L’enfant est couché dans son lit. Comme tous les soirs, il attend que ses parents viennent l’embrasser. Il les entend discuter dans la cuisine dans le joyeux tintamarre des casseroles et des assiettes.
Il aime cette attente.
Parfois, lorsqu’ils tardent trop, il les rappelle à l’ordre, il a toujours peur qu’ils ne l’oublient.
Ce soir, c’est son père qui pénètre le premier dans sa chambre pour le baiser nocturne. Il n’a pas encore eu le temps de se changer et il porte les odeurs du dehors, étrangères à son univers. Il n’ose pas le lui avouer mais l’enfant n’aime pas cette odeur de travail que son père ramène à la maison…
Pourtant, il noue ses petits bras tous fins autour du cou de l’adulte et respire, ravi et rassuré, quelques lointaines effluves du parfum de sa mère. Son papa lui souhaite bonne nuit et quitte la chambre en cédant la place à Maman.
Maman est souriante aujourd’hui.
Elle a ri avec lui, ils ont même joué aux petits chevaux.
Dans ces moments-là, il trouve qu’elle est la plus magnifique de toutes les mamans. Il la regarde, les yeux émerveillés, emplis d’un amour infini…
En secret, il l’appelle « Ma Femme ».
Il sait bien qu’elle ne sera jamais sa femme, à son âge, on sait que l’on ne peut pas se marier avec sa maman, n’empêche, quand elle est belle comme ce soir, il se plaît à imaginer…
Lorsqu’elle se penche au dessus de lui, il l’attrape par le cou et lui baise les lèvres, tout doucement.
- - Tu es un peu grand pour les bisous sur la bouche maintenant, lui souffle-t-elle.
- - Pourquoi ? s’étonne-t-il.
Oui au fond, pourquoi ?
Elle lui ébouriffe les cheveux, chatouille son petit nez et murmure :
- - Pour rien.
- - Maman, demande l’enfant, ça veut dire quoi, papillonner ?
- - Papillonner ? Eh bien, ça veut dire aller de fleur en fleur sans se décider vraiment à en choisir une. Comme font les papillons, tu vois ?
- - Est-ce que les gens papillonnent ? reprend-il.
Sa mère le fixe, surprise et amusée :
- - Pourquoi demandes-tu cela ?
- - Parce que la concierge, elle m’a dit qu’avec des yeux comme les miens, c’est sûr que quand je serai grand, je papillonnerai comme papa.
Stupeur.
Silence.
Menace.
Le ciel de l’enfant se voile d’un seul coup. Maman ne sourit plus, ses yeux ont perdu de leur douceur, son visage détendu s’est durci, elle le couche violemment sans même un baiser, éteint la lumière et sort en fermant la porte.
Il entend ses pas qui s’éloignent.
Elle est fâchée, il ne comprend pas pourquoi.
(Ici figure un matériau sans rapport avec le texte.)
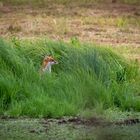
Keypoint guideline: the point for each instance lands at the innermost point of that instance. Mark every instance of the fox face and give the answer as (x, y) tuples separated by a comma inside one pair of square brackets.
[(47, 63)]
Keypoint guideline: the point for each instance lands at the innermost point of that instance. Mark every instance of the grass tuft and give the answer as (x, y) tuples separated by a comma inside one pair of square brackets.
[(87, 78)]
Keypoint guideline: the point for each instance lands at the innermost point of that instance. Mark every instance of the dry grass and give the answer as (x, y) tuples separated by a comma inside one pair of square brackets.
[(113, 24)]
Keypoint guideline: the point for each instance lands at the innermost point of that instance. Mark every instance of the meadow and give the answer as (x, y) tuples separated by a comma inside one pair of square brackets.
[(89, 80)]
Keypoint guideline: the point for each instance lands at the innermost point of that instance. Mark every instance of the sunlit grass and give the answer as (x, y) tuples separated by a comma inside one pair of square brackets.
[(87, 78)]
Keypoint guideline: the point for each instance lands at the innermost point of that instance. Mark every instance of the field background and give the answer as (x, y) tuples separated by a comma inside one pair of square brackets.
[(94, 91)]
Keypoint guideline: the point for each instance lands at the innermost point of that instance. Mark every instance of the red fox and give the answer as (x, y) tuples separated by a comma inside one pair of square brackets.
[(48, 61)]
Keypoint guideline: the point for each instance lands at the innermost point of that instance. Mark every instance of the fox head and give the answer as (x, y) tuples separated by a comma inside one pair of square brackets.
[(48, 62)]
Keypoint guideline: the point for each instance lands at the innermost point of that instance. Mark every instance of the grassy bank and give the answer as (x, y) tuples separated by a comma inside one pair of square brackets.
[(87, 79), (65, 2)]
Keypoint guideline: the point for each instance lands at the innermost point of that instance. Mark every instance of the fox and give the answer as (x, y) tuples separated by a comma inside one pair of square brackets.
[(48, 61)]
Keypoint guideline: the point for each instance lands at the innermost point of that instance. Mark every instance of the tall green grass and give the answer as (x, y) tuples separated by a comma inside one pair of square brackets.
[(87, 77)]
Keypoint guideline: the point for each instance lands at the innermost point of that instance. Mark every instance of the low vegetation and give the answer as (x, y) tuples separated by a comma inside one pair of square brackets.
[(87, 79), (66, 2)]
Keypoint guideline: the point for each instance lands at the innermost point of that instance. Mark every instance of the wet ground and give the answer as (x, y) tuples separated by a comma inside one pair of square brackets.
[(68, 129)]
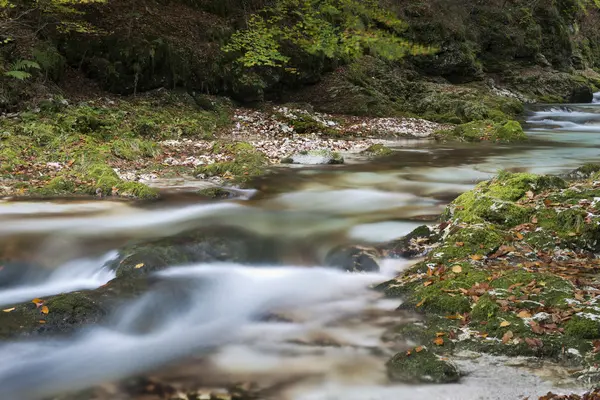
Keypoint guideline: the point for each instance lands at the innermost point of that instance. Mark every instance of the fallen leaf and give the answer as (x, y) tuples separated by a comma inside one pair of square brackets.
[(524, 314), (547, 202), (38, 302)]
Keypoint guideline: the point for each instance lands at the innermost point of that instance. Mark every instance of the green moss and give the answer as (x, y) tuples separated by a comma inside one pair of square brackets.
[(246, 164), (555, 290), (486, 130), (513, 186), (137, 190), (378, 150), (474, 239), (57, 186), (582, 328), (475, 207), (421, 367), (133, 149), (441, 296)]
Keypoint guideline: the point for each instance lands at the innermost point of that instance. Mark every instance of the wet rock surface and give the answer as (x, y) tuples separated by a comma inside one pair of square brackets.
[(512, 272), (353, 259)]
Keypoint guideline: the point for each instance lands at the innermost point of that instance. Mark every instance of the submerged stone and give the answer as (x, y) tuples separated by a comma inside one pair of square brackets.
[(314, 157), (421, 367), (353, 259)]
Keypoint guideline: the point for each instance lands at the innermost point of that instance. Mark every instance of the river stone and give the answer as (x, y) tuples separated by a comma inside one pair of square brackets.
[(413, 367), (314, 157), (581, 94), (353, 259), (415, 244)]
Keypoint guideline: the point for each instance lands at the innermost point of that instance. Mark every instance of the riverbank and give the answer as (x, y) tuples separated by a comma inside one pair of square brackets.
[(119, 147), (510, 270)]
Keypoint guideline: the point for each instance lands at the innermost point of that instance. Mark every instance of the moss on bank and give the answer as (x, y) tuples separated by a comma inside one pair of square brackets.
[(246, 162), (485, 130), (73, 149), (515, 282)]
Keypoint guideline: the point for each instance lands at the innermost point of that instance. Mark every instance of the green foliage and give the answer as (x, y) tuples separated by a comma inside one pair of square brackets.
[(331, 29), (20, 69)]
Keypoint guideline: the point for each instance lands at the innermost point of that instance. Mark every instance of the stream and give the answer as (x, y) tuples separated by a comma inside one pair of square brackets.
[(209, 324)]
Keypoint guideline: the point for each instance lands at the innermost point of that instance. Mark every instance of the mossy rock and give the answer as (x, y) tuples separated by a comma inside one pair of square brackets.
[(190, 248), (471, 240), (353, 259), (405, 246), (378, 150), (583, 328), (486, 130), (247, 162), (422, 367), (438, 297), (315, 157)]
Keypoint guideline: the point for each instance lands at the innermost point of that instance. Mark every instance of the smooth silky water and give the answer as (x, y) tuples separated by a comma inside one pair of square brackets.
[(205, 324)]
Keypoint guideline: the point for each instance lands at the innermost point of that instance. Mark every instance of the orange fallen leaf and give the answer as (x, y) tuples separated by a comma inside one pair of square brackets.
[(38, 302), (524, 314), (507, 336)]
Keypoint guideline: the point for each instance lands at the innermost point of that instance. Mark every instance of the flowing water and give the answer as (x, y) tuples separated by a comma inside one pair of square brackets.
[(208, 324)]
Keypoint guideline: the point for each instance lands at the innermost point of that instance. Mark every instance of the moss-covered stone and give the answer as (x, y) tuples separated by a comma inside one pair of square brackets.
[(423, 366), (486, 130), (246, 163), (583, 328), (378, 150)]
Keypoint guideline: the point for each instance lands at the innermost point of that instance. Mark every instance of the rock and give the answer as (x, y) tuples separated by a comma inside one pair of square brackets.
[(378, 150), (314, 157), (415, 244), (192, 247), (14, 273), (353, 259), (581, 94), (421, 367)]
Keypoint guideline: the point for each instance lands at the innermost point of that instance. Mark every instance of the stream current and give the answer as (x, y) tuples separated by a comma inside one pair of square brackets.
[(206, 325)]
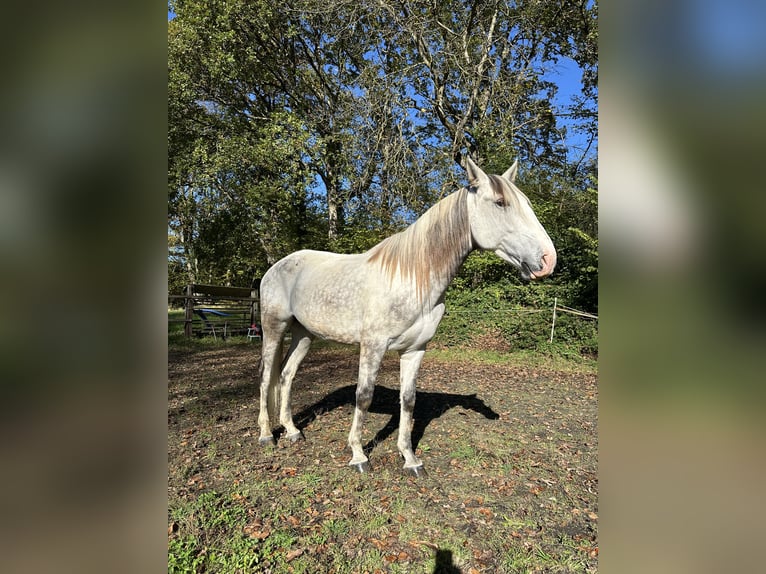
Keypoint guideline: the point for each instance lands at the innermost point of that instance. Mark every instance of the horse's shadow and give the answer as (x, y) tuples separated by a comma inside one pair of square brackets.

Il voudrait la rappeler, s’excuser, mais il n’ose pas.
Etendu dans son lit, c’est à peine s’il s’autorise à respirer normalement. Son cœur fait un tel boucan qu’il n’arrive à rien écouter d’autre.
C’est ça le problème avec Maman. Un coup elle sourit et pouf, l’instant d’après elle est fâchée.
Au loin, il parvient à entendre les éclats de ses parents. Sa mère a cette voix stridente qui le terrorise, son père gronde.
Pour la troisième fois cette semaine, la Querelle s’est invitée dans la maison et dépose sur le front de l’enfant son baiser du soir.